Luke Lorentzen is a graduate of Stanford University’s department of Art and Art History. His most recent film, Midnight Family, tells the story of a family-run ambulance business in Mexico City. The film has won over 35 awards from some of the world’s most prestigious film festivals and organizations including a Special Jury Award for Cinematography at the Sundance Film Festival, Best Editing from the International Documentary Association, and the Golden Frog for Best Documentary from Camerimage. Midnight Family was shortlisted for the 2020 Best Documentary Oscar and was a New York Times ‘Critics’ Pick’. Luke’s other work as a director and cinematographer includes one of Netflix’s most watched original series, Last Chance U, which has been nominated for an Emmy and Critics Choice Award. Experimenting with the ways in which non-fiction stories are told, his films take viewers into hidden worlds to meet otherwise overlooked, hard working people. Originally from Connecticut, Luke currently lives in San Francisco.
Simran Mahal is an independent producer based in Oakland, CA. She is in the early stages of writing a feature narrative with the support of SFFILM. As a producer, her current projects include the short films Americanized and He Won’t Belong. She was also on the producing team of Don’t Be A Hero, which premiered at the 2018 Sundance Film Festival. Simran graduated with a BA in Cognitive Neuroscience from UC Berkeley, and prior to launching her career in film she spent five years cooking at New York’s best restaurants and two years working as an organ transplant coordinator. As a first-generation Indian American, Simran focuses her work on diverse stories that shift perspectives.

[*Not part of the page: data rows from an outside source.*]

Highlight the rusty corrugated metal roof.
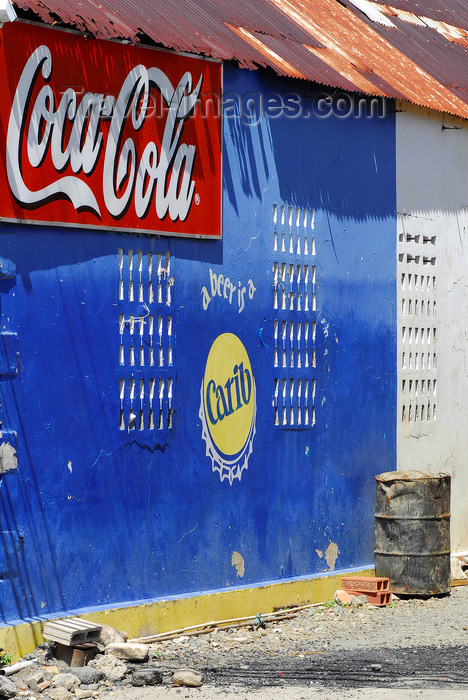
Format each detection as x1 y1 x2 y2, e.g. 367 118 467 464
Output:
14 0 468 118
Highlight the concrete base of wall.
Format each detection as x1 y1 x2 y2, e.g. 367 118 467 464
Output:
0 569 373 660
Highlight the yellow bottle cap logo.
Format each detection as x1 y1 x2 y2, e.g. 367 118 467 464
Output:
199 333 257 484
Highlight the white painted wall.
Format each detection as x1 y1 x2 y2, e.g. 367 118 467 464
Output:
396 103 468 551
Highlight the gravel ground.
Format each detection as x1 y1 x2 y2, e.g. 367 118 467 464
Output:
17 586 468 700
102 586 468 700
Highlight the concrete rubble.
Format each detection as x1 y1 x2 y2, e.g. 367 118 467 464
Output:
0 586 468 700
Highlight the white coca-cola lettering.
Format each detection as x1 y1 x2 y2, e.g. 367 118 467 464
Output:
7 46 203 221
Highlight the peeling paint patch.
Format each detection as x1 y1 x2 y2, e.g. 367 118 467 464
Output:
231 550 245 578
0 442 18 474
325 542 340 571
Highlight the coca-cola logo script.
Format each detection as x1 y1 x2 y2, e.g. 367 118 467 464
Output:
0 23 221 237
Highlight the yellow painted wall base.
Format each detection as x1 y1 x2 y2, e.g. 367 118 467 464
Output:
0 570 373 660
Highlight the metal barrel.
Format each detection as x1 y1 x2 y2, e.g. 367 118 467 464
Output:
375 471 451 595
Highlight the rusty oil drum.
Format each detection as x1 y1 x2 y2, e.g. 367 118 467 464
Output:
375 471 451 595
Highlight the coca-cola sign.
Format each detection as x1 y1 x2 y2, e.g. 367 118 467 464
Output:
0 22 221 238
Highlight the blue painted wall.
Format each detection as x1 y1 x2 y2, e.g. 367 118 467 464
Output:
0 66 396 622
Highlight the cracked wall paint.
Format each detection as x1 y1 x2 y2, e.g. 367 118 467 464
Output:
325 542 340 571
0 65 398 623
231 550 245 578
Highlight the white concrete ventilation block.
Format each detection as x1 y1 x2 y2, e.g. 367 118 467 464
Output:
43 617 101 647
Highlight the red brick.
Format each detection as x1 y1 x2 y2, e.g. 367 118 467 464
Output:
341 576 390 593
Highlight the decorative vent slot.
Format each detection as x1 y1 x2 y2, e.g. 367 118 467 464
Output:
117 248 174 431
398 227 437 432
272 204 317 429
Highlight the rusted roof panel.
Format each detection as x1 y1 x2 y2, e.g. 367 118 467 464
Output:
11 0 468 118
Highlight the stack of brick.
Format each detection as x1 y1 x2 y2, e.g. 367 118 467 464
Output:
341 576 392 607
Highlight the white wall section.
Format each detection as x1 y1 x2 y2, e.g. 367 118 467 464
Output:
396 103 468 551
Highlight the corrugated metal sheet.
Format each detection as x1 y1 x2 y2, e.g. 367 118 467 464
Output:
11 0 468 118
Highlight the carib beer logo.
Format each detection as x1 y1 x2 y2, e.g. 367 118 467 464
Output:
199 333 257 484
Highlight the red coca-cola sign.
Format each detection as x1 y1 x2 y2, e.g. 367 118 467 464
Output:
0 22 222 238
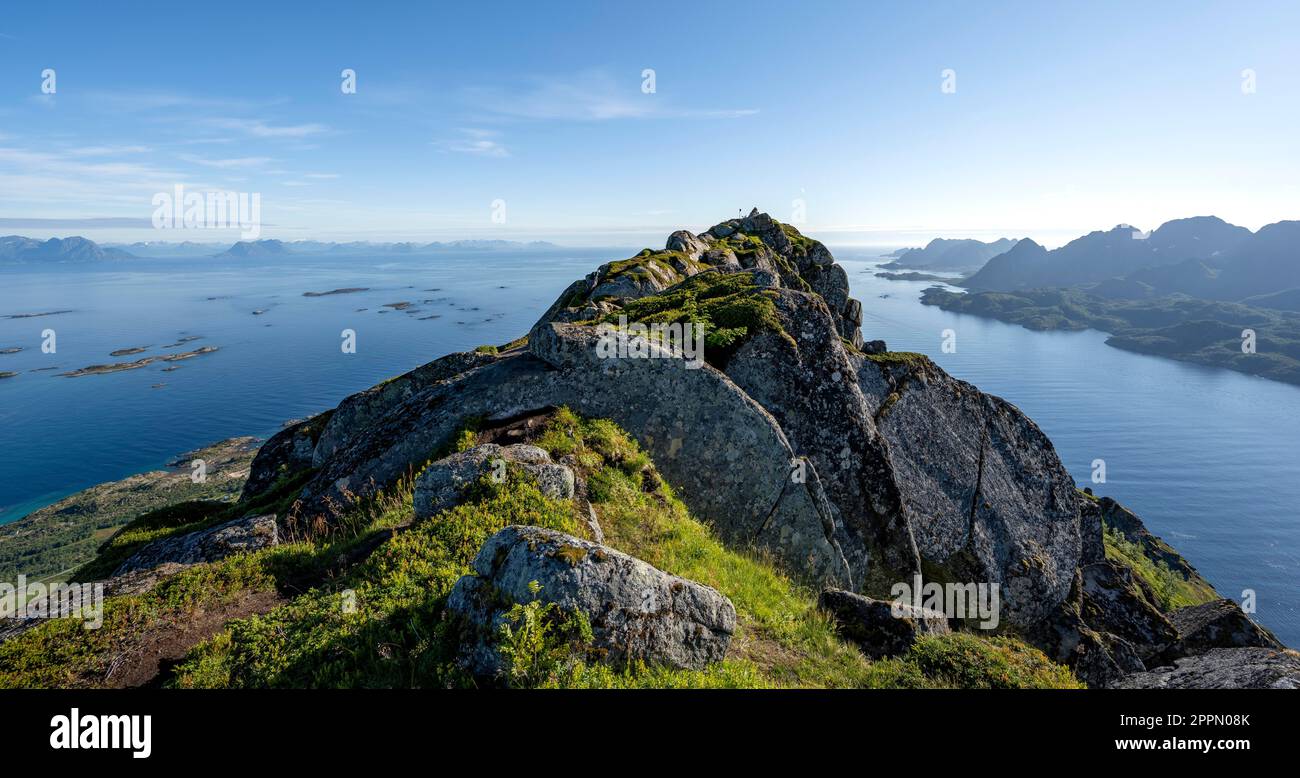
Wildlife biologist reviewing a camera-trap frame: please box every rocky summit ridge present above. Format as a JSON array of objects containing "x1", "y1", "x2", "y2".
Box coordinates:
[{"x1": 7, "y1": 209, "x2": 1300, "y2": 686}]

Reaa Puri is a director, cinematographer, and producer whose work addresses sexual and state violence, as well as collective power and healing. She is a TEDX speaker and recipient of two Cannes Lion awards, the Roselyn Schneider Eisner Prize and the SFFILM Holbrook Female Filmmaker Fund. Her short films have been showcased at South by Southwest, London Asia Film Festival, SF IndieFest, and BAMPFA. Reaa is a co-founder of Breaktide Productions, a women-of-color-owned production company rooted in intersectional solidarity and producing films on issues of environmental racism, human rights, and Indigenous sovereignty. Breaktide was named to the YBCA 100 list of change-makers in 2019. Reaa earned her bachelor’s degree in film and media studies from the University of California, Berkeley. Her film practice is informed by her queerness, Kashmiri-Sikh heritage, and upbringing between Berkeley, Mumbai, Delhi, and Kuwait. Reaa is a 2020 resident at SFFILM’s FilmHouse, a UnionDocs’ EP lab fellow, and a recipient of the Bay Area Video Coalition’s doc-filmmaker development program.